Wie ist es um die Sexarbeit in Hamburg nach Corona bestellt?

Infolge der Schließung der Bordelle sind viele Kolleginnen mit Migrationshintergrund nach Hause gefahren. Andere haben sich eigene Infrastrukturen geschaffen und zwangsläufig entweder Kunden zu Hause besucht oder sich zu Hause besuchen lassen. Das ist natürlich ein erhöhtes Risiko, aber es bleibt auch mehr Geld bei der Sexarbeiterin. Wir haben auf jeden Fall weniger Sexworker in Betrieben als vor Corona. Die Struktur hat sich verschoben, hin zur Vermittlung übers Internet.

Da schließt sich der Kreis. Heute verbringen Sie den Bürotag vor dem Rechner, was liegt ab morgen an?

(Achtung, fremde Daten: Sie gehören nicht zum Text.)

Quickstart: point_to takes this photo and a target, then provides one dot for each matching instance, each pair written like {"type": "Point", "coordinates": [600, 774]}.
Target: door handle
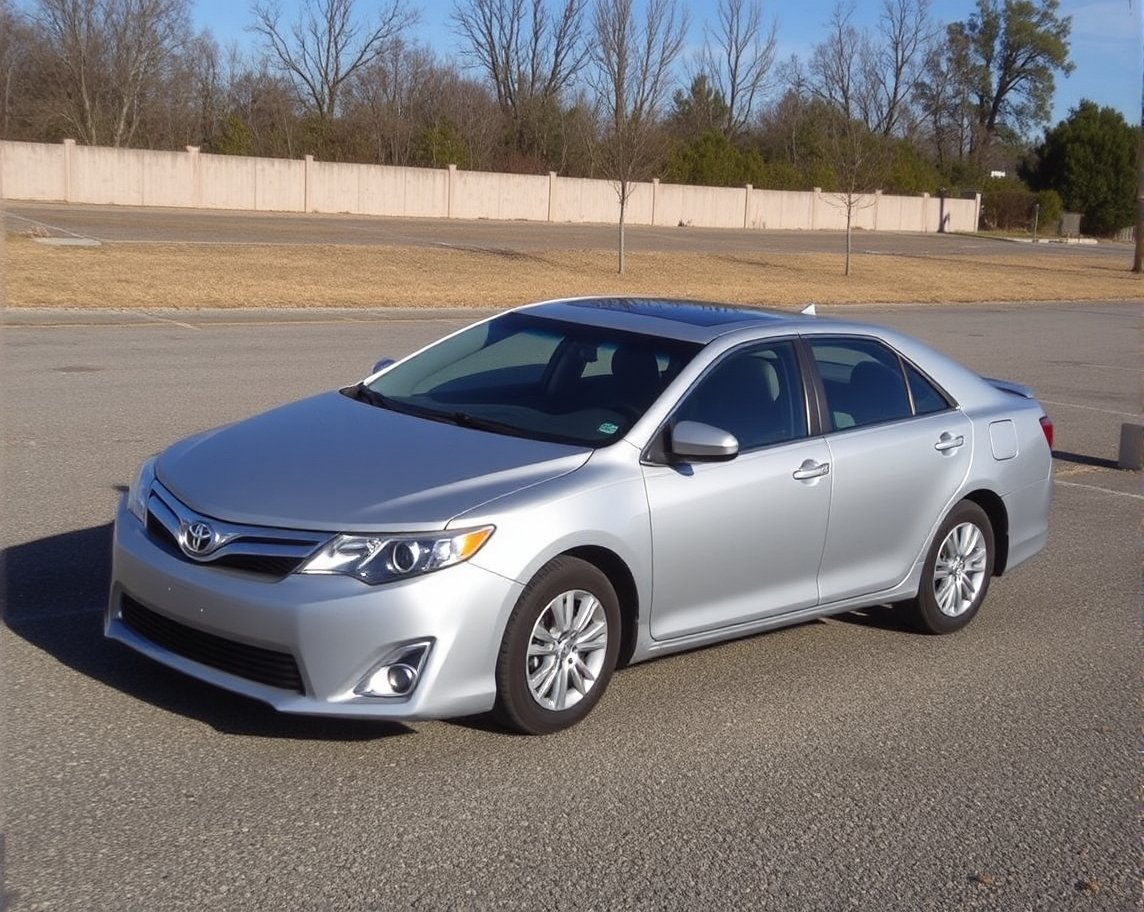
{"type": "Point", "coordinates": [948, 442]}
{"type": "Point", "coordinates": [811, 469]}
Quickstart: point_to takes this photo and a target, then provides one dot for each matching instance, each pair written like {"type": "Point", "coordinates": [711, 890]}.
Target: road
{"type": "Point", "coordinates": [841, 764]}
{"type": "Point", "coordinates": [122, 224]}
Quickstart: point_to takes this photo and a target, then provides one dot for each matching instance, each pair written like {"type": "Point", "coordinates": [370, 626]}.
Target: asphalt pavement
{"type": "Point", "coordinates": [840, 764]}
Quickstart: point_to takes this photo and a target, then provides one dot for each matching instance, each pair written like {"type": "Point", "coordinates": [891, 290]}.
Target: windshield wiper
{"type": "Point", "coordinates": [465, 420]}
{"type": "Point", "coordinates": [362, 393]}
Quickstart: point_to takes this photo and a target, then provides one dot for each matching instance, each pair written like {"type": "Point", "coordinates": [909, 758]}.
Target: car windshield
{"type": "Point", "coordinates": [531, 377]}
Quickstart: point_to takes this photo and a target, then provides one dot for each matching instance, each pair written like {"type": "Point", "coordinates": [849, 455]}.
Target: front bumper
{"type": "Point", "coordinates": [335, 628]}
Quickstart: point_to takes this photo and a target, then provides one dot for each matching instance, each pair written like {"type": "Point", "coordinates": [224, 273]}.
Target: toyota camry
{"type": "Point", "coordinates": [500, 520]}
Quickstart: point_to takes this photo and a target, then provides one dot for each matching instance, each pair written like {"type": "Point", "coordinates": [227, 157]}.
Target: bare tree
{"type": "Point", "coordinates": [326, 45]}
{"type": "Point", "coordinates": [737, 58]}
{"type": "Point", "coordinates": [111, 55]}
{"type": "Point", "coordinates": [870, 74]}
{"type": "Point", "coordinates": [15, 41]}
{"type": "Point", "coordinates": [632, 71]}
{"type": "Point", "coordinates": [835, 65]}
{"type": "Point", "coordinates": [389, 97]}
{"type": "Point", "coordinates": [858, 158]}
{"type": "Point", "coordinates": [943, 101]}
{"type": "Point", "coordinates": [531, 52]}
{"type": "Point", "coordinates": [904, 32]}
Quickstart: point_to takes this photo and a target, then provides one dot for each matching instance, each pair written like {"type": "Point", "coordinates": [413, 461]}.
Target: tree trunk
{"type": "Point", "coordinates": [624, 205]}
{"type": "Point", "coordinates": [850, 209]}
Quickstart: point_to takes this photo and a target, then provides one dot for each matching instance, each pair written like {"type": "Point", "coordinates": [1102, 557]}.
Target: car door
{"type": "Point", "coordinates": [899, 452]}
{"type": "Point", "coordinates": [738, 540]}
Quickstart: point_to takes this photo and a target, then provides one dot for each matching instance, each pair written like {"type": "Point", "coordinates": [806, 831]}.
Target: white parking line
{"type": "Point", "coordinates": [45, 225]}
{"type": "Point", "coordinates": [1090, 409]}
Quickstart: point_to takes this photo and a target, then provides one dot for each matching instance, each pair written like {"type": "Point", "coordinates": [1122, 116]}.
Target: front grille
{"type": "Point", "coordinates": [251, 548]}
{"type": "Point", "coordinates": [254, 563]}
{"type": "Point", "coordinates": [278, 669]}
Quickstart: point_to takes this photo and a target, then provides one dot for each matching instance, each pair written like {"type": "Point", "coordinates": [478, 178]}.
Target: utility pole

Diese Woche habe ich noch zwei Termine. Der eine ist morgen und dauert mit etwas Vor- und Nachbereitung vielleicht vier Stunden. Dann habe ich Freitag noch einen Termin über sechs, sieben Stunden. Und am Donnerstag sitze ich mit politischen Gremien, Beratungsstellen und Behörden an einem Tisch und es geht um Sexarbeitspolitik. Die Woche ist also ausgefüllt. Manchmal wäre mir lieber, wenn ich einfach in Ruhe anschaffen gehen könnte, wann ich möchte.

Zur Person: Undine de Rivière, Jahrgang 1973, wuchs im Südwesten Deutschlands auf. Früh merkte sie, dass erotische Darbietungen und, wie sie sagt, „Schundromane“ einen starken Reiz auf sie ausübten. Ihr Physik-Studium finanzierte sie als Stripperin in Peepshows. Nach dem Abschluss kam sie im Jahr 2000 nach Hamburg, wo sie seitdem als Prostituierte arbeitet, vornehmlich im Bereich BDSM (umgangssprachlich: Sadomaso). 2013 war Undine de Rivière Gründungsmitglied des bundesweiten Berufsverbands erotische und sexuelle Dienstleistungen (BesD), 2018 erschien ihr Buch „Mein Huren-Manifest. Inside Sex-Business“. Undine de Rivière lebt und arbeitet im Hamburger Stadtteil St. Georg. Ihren Beziehungsstatus bezeichnet sie als „Beziehungsanarchistin in einem polyamoren Netzwerk“.

Bitte ergänzen Sie...

Mein Lieblingsort in Hamburg ist... der Hansaplatz direkt vor meiner Haustür. Ich wohne einfach gern mitten im Leben.

Und mein Sehnsuchtsort ist... aktuell der Regenwald in der Nähe von Brisbane, Australien. Da war ich viel zu lange nicht mehr.

Schönheit bedeutet für mich... Authentizität und In-sich-selbst-Ruhen.

Ich habe eine Schwäche für... sehr dunkle Schokolade, so ab 90 Prozent.

Wütend macht mich... die Stigmatisierung und der Hass, der uns als Sexarbeitenden von manchen Menschen entgegengebracht wird.

Einmal im Leben tauschen würde ich gern mit... einem beliebigen Rockstar bei einem Live-Konzert. Eine riesige Menschenmenge zum Toben zu bringen, muss ziemlich sexy sein.